You can see Sue’s full impressive obituary on line at
I would like to convey a somewhat more personal account of our all too brief friendship. Yes, her name was really Lois Elizabeth, although she never used it. “Sue” evidently came from the American song “Oh Susannah,” popular when she and Peter were looking for the right pet name. It was between Sue and another name she would never admit to–it must have been a doozy. The common denominator that shines through Sue’s many and varied pursuits is her generosity of spirit. Everything to which she turned her attention involved the improvement of someone’s life, empathy for the human condition and a desire to make it better. There she met her match in her life partner, Peter Day. Rarely is one fortunate enough to witness a couple so connected, so devoted. When Sue celebrated her 92nd birthday this past July, Peter wrote to tell me, “She’s the same age as the queen!” An apt comparison, because he clearly saw her as his queen for every single day of their 67-year marriage.

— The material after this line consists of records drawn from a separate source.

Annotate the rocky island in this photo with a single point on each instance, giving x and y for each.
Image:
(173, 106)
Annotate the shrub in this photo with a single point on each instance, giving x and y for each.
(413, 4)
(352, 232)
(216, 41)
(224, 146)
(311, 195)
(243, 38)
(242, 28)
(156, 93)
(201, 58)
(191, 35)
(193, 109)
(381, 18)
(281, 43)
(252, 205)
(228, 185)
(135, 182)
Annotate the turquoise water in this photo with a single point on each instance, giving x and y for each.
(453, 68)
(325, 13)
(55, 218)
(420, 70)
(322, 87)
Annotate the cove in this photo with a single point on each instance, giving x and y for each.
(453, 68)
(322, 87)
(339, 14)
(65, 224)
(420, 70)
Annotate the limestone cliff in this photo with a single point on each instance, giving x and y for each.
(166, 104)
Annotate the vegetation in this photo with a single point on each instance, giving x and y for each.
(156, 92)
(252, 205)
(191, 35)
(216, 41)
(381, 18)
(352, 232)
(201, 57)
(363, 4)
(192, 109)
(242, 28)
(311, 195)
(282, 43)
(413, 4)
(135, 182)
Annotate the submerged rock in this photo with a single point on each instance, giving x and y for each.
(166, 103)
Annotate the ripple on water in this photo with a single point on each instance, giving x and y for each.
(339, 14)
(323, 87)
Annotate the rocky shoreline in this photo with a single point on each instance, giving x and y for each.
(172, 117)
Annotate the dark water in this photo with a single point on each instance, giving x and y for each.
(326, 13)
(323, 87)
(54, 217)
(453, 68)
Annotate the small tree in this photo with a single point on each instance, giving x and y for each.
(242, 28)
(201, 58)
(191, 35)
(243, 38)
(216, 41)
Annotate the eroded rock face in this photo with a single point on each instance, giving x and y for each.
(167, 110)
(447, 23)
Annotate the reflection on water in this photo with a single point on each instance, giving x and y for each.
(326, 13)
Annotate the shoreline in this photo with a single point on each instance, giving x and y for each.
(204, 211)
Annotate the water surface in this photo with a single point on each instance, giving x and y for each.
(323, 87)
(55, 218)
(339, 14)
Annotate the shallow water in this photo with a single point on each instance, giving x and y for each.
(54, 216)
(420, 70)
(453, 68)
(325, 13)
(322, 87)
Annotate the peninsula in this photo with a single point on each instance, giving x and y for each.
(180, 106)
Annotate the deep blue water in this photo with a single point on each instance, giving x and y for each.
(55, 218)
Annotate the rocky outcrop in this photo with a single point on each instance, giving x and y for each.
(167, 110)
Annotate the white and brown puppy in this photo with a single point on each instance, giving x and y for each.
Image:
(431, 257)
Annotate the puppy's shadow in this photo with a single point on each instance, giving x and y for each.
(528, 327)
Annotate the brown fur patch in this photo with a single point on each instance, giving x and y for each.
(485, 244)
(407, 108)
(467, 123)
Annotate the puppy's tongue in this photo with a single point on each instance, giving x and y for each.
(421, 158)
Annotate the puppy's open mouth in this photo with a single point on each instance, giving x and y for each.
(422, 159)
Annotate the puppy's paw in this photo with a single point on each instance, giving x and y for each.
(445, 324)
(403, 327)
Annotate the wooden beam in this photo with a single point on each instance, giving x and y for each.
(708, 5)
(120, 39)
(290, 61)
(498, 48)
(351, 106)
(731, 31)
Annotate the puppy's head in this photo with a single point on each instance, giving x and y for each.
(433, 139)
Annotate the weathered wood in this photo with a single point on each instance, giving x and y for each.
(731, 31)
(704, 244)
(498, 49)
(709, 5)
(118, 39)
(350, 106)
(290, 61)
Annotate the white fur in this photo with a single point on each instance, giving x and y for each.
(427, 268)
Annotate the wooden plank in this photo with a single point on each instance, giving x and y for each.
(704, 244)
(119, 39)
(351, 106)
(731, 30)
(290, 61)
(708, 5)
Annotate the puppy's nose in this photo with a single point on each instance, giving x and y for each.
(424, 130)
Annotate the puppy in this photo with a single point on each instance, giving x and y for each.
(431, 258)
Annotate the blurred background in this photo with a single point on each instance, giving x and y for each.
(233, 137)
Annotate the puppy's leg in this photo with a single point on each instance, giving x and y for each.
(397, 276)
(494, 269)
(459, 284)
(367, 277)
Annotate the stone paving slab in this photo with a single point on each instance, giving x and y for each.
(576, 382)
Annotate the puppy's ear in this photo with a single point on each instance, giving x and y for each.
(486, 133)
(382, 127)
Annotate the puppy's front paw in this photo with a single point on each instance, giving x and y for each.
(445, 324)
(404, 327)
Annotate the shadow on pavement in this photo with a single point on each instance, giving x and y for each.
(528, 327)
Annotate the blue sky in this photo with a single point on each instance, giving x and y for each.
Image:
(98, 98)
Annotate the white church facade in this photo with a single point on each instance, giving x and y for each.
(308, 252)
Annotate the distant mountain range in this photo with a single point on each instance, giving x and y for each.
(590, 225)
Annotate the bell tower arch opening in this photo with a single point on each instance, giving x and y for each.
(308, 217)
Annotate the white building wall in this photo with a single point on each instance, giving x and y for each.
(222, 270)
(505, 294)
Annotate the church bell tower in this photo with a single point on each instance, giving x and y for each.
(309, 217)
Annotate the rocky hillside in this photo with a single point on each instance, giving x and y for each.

Very regrettably, Peter left New Haven in 1979; Sue followed a year later–a separation of necessity they swore never to repeat. Those of us who were lucky enough to know them and study with them have never entirely stopped missing them. It was an honor that they returned last autumn for our 40th anniversary celebration, and a privilege to be able to show them that we’re carrying on their work to the extent we can. I’ll be forever grateful that we could share that one last experience with the two of them. I’m glad a number of you, who hadn’t had the chance before, got to meet them that day and have a conversation with them. In Peter’s words, “I know Sue would want me to say ‘we send you all our love and fondest wishes and our expectations that you will continue to enjoy the dancing.’ She so loved to dance and teach beginners.” Sue conveyed that love loud and clear, from the moment I met her. She enriched her students’ lives immeasurably, turning what could have been a passing fancy into an enduring passion. I don’t know if there was Scottish dancing in heaven before–but I’m sure there is now.